So that’s it. I’m back here and there’s nothing I can do about that. I can, however, do something about what comes next.

I’m done with this whole failure bullshit. Let’s go. It’s 4th and Goal with the game on the line. I have only one option. Win. Success. Health.

Health, Happiness and the Unexpected

Oh, hey, have ya heard about my awesome husband?

This month was our seventh wedding anniversary. We don’t usually do gifts but wouldn’t cha know it, this year he went all lovey and what not.

Can you guess what I got?

No, definitely not any of those. Flowers? I’m allergic. Chocolate? Hello? Trying to lose weight! Jewelry? Uh, no. (Although I did get a beautiful necklace/earring set for Hannukah last year.) Romance? A ha ha, that’s a good one. Rachid is many things but romantic is not one of them!

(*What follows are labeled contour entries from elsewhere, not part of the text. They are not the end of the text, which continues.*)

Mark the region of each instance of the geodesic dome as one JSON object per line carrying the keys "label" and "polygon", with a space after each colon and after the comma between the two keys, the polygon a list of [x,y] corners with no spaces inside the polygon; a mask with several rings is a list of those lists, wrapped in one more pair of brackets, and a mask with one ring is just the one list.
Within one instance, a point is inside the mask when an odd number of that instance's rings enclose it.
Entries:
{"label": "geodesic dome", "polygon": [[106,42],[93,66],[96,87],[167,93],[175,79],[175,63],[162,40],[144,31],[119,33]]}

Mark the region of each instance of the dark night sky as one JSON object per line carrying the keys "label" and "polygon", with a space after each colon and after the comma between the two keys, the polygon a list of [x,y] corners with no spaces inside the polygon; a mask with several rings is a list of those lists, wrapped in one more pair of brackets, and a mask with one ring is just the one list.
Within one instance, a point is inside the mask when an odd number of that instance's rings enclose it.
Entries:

I know, I know, you are just dying to know, “Emily, WHAT did you get?” Well get ready for it, honey, cuz it’s going to knock your socks off. Well, maybe not your socks but your shoes at least. Drumroll please  . . .

[anticipation is building]

[curiousity is killing]

[OK, now you’re just getting mad]

TA DA!

Yep, new sneaks. I know, you’re like, he got her sneakers and she’s all pressed? Well, yeah, I kinda am.

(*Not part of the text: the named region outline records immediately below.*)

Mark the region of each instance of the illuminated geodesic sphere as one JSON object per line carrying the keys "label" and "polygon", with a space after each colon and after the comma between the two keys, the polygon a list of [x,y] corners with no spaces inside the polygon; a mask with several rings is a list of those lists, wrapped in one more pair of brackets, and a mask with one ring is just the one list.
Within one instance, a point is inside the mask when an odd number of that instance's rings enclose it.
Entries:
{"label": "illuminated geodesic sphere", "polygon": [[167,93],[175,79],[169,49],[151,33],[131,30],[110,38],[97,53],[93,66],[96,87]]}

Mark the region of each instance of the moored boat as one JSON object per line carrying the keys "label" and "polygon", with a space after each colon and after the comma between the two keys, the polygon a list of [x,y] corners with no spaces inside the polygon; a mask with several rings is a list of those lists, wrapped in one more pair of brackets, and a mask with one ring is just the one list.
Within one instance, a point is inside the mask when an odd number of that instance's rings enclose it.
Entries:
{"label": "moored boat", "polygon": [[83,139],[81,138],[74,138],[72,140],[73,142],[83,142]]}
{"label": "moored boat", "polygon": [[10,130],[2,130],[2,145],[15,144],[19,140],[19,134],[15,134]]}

First let me say that this wasn’t a “I want you to exercise so I’m buying you sneakers” gift. Rachid may have his faults but not supporting me or judging me is not among them. He has never once said anything about my weight. Not when I gained 50 pounds in our first six months together and then more after that. Not when I lost 70 pounds and then gained half back. Not when I’ve been back on Weight Watchers for 19 months and lost a grand total of 15 pounds. And definitely not when I’ve even gained back six of those pounds. (Man, this is depressing).

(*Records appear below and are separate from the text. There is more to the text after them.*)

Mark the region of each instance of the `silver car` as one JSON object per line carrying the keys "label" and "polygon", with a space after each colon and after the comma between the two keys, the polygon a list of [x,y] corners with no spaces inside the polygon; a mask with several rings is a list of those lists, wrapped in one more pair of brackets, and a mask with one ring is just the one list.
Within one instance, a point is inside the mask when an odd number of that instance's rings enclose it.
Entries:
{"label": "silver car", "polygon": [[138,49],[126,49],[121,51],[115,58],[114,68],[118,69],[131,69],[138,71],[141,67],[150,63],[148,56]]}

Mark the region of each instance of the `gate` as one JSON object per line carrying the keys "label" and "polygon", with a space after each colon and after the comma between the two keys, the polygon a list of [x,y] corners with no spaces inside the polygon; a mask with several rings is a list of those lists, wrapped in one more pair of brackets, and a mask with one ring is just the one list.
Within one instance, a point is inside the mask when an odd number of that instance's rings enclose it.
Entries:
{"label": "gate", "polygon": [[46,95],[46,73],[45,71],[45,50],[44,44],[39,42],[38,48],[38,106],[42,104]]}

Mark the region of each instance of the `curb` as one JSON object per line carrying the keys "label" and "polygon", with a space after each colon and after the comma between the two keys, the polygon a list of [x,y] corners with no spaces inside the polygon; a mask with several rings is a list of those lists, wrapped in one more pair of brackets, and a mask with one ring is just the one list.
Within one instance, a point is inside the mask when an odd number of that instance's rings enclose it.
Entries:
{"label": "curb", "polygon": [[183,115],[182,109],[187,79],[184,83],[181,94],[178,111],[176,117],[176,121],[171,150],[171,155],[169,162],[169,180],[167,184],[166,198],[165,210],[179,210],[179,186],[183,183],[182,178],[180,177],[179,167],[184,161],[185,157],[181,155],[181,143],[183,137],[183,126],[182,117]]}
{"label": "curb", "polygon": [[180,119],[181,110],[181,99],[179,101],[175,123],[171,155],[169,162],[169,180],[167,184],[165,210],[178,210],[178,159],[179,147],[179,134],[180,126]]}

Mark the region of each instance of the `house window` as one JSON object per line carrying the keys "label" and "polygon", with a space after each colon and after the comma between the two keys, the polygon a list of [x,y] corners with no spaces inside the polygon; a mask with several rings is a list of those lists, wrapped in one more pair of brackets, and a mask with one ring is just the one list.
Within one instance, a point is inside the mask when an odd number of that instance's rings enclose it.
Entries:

The sneakers actually were his way of supporting me. He can’t relate to my struggle, I mean, dude is North African. Here’s the thing about North Africans – the men are skinny and the women have a bit more weight on them. This guy is a buck 25 soaking wet and can’t gain weight if he tries. So no, he doesn’t understand why I can’t just lose the weight, but he does want to support me. The problem is there’s not much he can do, short of duct-taping my mouth shut.

When I told him I was thinking about joining a relay team for the Baltimore marathon but that I was scared I couldn’t do it, his immediate response was “of course you can, what can I do to help?” Since then I’ve been mentioning that I really needed a new pair of sneakers. We were out one day looking for shoes for our son and Rachid said he wanted to buy me new sneakers for an anniversary present. Now, the truth is that he probably would have bought them anyway but it was still super sweet and pretty funny. It’s not the gift of my dreams, but it’s something really thoughtful and something I can actually use.

So happy anniversary to us and cheers to my super, duper awesome husband! Kanbghik, habibi.